# Calculate Item to Item Similarity
This notebook will calculate the similarity between items and then stores the result in the `similarity` collection of Cosmos DB.

Run the following cell to retrieve the shared configuration values that point to your instance of Cosmos DB.

In [2]:
%run "./Includes/Shared-Configuration"

Run the following cell to create the read and write configurations to use when interacting with Cosmos DB using the Spark Connector.

In [4]:
readRatingsConfig = {
"Endpoint" : cosmos_db_endpoint,
"Masterkey" : cosmos_db_master_key,
"Database" : cosmos_db_database,
"Collection" : "ratings",
"SamplingRatio" : "1.0",
"schema_samplesize" : "1000",
"query_pagesize" : "2147483647",
}

writeSimilarityConfig = {
"Endpoint" : cosmos_db_endpoint,
"Masterkey" : cosmos_db_master_key,
"Database" : cosmos_db_database,
"Collection" : "similarity"
}

Whenever you write data back to Cosmos DB, you will need to provide a schema for DataFrame to apply when writing. Run the following cell to define this schema object.

In [6]:
# Schema used by the similarity collection
from pyspark.sql.types import StructType, StructField, IntegerType, StringType, DoubleType
similaritySchema = StructType([
  StructField("sourceItemId",StringType(),True),
  StructField("targetItemId",StringType(),True),
  StructField("similarity",DoubleType(),True),
  StructField("_attachments",StringType(),True),
  StructField("_etag",StringType(),True),
  StructField("_rid",StringType(),True),
  StructField("_self",StringType(),True),
  StructField("_ts",IntegerType(),True),
])

## Define the item similarity calculation logic

The logic below uses the user to item ratings previously created to calculate a score indicating the similarity between a source item and a target item.

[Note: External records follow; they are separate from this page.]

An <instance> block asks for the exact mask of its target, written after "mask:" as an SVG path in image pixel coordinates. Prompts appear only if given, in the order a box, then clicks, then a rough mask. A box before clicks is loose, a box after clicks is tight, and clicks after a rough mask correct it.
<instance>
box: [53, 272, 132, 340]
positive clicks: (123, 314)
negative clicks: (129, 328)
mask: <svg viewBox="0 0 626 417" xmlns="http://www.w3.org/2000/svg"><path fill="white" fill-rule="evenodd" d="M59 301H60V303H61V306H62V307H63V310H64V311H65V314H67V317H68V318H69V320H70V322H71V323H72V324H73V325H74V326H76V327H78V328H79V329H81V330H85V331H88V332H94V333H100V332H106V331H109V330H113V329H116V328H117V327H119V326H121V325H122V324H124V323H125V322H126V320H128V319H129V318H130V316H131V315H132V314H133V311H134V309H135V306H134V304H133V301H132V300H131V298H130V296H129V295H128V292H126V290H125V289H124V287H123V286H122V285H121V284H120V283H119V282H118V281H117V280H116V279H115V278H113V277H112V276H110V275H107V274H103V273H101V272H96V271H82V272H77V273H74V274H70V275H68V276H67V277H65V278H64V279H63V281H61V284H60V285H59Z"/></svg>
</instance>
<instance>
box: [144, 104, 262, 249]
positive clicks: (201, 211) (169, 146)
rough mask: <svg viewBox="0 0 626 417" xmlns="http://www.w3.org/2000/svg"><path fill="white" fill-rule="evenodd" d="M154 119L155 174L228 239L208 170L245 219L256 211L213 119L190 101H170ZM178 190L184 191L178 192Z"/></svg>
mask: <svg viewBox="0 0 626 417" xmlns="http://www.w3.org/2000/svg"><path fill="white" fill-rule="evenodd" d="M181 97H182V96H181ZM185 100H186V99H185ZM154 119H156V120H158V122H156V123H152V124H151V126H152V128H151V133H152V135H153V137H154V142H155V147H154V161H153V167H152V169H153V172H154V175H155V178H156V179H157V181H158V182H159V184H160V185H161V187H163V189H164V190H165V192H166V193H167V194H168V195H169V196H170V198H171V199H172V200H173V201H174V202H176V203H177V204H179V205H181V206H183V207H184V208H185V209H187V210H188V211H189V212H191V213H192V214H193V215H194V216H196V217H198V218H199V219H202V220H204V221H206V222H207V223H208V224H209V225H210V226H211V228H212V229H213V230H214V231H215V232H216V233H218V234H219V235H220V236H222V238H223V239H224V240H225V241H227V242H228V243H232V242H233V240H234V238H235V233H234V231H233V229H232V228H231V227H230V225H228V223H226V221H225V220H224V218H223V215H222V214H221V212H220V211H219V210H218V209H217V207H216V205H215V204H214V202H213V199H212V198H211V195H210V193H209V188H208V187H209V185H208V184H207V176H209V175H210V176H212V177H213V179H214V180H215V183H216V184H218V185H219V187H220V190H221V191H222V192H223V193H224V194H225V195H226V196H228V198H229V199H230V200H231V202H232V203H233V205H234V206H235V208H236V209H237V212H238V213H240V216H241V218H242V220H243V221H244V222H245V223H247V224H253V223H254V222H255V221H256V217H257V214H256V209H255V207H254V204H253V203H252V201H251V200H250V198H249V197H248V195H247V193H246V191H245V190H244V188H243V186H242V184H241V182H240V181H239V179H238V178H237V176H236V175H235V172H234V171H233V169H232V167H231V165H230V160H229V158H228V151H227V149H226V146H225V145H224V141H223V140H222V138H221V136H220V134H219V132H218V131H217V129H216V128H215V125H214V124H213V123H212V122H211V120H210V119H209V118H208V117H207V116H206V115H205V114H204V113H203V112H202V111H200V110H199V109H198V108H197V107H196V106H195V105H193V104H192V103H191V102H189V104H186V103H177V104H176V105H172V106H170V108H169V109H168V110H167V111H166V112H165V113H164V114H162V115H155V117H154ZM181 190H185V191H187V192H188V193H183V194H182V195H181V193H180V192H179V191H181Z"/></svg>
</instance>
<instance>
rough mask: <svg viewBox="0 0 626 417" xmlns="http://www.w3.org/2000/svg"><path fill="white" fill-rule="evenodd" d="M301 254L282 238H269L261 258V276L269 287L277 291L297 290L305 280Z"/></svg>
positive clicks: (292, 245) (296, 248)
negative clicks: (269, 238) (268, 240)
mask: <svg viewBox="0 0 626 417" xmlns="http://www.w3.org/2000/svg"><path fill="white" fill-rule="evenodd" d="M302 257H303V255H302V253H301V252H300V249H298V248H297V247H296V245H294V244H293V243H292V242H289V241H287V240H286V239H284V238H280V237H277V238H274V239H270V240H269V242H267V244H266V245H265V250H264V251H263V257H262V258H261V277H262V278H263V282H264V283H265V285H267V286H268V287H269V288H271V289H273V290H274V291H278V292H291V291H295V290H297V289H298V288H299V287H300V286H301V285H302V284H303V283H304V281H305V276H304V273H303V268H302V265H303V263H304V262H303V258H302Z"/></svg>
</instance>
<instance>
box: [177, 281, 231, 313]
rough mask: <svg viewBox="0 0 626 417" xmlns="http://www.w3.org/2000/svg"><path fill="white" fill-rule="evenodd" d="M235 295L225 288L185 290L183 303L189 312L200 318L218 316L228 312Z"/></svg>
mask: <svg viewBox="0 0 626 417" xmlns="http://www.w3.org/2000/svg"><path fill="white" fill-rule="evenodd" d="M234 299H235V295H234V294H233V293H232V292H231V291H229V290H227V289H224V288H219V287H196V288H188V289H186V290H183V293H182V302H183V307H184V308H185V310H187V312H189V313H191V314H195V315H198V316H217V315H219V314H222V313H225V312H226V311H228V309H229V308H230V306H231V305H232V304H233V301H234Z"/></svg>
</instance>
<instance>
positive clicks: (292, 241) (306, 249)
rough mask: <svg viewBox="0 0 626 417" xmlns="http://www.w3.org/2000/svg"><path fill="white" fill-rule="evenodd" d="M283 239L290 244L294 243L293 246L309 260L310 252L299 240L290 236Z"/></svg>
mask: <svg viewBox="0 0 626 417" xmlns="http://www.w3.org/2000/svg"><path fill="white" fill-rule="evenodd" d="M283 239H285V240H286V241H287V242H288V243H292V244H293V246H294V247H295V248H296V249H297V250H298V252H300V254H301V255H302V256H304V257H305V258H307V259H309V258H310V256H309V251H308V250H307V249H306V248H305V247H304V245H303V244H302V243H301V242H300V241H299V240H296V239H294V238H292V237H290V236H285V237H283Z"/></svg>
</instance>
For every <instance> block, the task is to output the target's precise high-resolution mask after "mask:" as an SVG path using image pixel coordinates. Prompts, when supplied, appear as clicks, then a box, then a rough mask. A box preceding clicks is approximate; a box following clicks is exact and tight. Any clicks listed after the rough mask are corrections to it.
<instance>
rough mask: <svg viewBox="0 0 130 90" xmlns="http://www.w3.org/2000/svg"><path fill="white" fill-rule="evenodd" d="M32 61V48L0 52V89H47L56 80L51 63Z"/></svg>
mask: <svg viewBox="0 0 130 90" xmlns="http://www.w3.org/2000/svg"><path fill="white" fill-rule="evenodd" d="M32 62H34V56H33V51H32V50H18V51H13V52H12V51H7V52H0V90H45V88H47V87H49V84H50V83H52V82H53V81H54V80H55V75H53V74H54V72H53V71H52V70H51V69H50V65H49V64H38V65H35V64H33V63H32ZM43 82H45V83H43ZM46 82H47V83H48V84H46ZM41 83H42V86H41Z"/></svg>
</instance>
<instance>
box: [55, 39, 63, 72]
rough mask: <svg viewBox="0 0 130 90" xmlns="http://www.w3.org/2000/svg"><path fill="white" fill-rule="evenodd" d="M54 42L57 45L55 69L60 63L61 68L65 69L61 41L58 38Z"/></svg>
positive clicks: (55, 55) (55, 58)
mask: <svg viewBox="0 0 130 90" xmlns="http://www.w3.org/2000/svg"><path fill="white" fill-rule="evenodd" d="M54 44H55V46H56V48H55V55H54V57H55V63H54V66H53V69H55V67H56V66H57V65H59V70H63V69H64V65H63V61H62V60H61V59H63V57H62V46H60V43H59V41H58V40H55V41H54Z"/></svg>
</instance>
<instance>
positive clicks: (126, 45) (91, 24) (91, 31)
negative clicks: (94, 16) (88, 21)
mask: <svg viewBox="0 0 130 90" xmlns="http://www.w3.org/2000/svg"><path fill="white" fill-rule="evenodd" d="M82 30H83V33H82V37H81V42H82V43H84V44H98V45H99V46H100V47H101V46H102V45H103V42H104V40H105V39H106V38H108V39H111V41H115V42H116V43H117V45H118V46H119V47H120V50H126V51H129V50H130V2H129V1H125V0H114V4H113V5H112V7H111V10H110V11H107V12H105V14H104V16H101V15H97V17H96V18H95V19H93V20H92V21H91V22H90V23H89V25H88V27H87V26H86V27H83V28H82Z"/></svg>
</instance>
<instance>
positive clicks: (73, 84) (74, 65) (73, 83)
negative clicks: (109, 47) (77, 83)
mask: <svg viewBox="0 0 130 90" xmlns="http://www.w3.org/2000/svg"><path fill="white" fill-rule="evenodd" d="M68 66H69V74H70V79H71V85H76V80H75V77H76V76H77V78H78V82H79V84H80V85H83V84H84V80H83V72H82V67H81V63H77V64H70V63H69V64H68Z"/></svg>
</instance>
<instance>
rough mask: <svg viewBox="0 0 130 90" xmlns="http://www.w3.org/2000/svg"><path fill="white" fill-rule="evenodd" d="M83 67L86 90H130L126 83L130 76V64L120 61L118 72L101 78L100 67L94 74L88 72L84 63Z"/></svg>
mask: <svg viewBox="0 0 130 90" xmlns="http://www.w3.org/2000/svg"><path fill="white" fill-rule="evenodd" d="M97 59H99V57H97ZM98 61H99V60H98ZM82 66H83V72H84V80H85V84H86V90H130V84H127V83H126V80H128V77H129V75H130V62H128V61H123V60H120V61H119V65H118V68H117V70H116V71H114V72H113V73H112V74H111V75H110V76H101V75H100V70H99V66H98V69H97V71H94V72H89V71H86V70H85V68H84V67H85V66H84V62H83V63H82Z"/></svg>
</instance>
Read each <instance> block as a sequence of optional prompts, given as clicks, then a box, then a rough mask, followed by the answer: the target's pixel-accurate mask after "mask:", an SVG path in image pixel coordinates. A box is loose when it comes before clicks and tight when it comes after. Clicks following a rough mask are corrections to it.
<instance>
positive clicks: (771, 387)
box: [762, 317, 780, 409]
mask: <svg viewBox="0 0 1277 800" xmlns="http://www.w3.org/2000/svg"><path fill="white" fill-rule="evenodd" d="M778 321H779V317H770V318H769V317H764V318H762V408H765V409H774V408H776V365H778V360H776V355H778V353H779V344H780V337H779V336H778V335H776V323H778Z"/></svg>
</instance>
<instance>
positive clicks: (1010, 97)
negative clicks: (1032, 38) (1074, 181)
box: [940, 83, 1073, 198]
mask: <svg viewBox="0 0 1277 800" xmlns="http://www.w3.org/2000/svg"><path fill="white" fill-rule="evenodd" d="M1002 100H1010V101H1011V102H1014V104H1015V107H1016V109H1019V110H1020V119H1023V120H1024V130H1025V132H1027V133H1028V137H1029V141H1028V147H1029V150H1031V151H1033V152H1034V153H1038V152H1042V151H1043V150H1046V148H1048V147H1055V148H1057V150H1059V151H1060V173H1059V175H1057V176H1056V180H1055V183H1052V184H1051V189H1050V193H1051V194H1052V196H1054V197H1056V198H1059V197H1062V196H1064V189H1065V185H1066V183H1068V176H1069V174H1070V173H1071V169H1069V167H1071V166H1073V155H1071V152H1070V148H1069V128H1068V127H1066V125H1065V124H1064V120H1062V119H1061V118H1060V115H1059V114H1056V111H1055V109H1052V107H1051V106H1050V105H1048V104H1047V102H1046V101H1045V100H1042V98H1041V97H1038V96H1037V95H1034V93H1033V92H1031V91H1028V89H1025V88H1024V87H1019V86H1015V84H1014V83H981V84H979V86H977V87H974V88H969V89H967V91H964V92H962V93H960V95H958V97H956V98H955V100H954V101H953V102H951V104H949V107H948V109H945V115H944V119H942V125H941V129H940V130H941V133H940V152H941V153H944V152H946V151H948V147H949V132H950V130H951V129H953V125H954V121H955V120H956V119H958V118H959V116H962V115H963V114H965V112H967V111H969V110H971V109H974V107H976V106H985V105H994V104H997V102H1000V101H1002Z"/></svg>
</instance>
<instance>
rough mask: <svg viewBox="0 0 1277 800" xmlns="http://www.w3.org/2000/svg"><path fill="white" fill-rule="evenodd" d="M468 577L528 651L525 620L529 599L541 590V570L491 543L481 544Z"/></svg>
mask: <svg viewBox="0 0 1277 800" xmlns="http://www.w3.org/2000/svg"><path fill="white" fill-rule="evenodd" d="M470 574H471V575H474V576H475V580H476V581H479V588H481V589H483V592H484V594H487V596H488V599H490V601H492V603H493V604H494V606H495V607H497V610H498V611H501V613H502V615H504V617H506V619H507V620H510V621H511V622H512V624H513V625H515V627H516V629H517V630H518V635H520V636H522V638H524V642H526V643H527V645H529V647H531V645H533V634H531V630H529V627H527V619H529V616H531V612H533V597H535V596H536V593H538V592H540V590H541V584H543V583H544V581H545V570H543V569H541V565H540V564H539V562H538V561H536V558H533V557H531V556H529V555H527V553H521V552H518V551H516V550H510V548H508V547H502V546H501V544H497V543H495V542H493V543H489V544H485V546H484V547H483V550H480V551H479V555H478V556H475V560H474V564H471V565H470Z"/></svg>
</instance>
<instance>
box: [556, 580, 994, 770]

The process begins by loading the ratings matrix and for each user to item rating, calculating a new normalized rating (to adjust for the user's bias). 

An overlap matrix is calculated that identifies, for any pair of items, how many users rated both items. First, the normalized ratings matrix is converted to a boolean matrix. That is, if an item for a user has a rating (regardless of the value of the rating), it has a value of 1, otherwise it is zero. Then dot product of the normalized ratings matrix against its transpose is calculated. This yields a simpler matrix where the value each cell now contains the count of the number users who rated both items. Cells that don't have any overlap, have a value of zero.

Separately, the cosine similarity of the normalized ratings matrix is computed. 
It's easiest to understand the cosine similarity calculation as being done between an item `i` and another item `j`. 
The cosine similarity is a ratio:
- The numerator is computed as the sum of the product of the normalized rating of item `i` multiplied with the rating of `j`, for all users who have provided ratings.
- The denominator is computed as the square root of the sum of the squares of the normalized rating of item `i` multiplied by the square root of the sum of thesquares of the normalized rating of item `j`.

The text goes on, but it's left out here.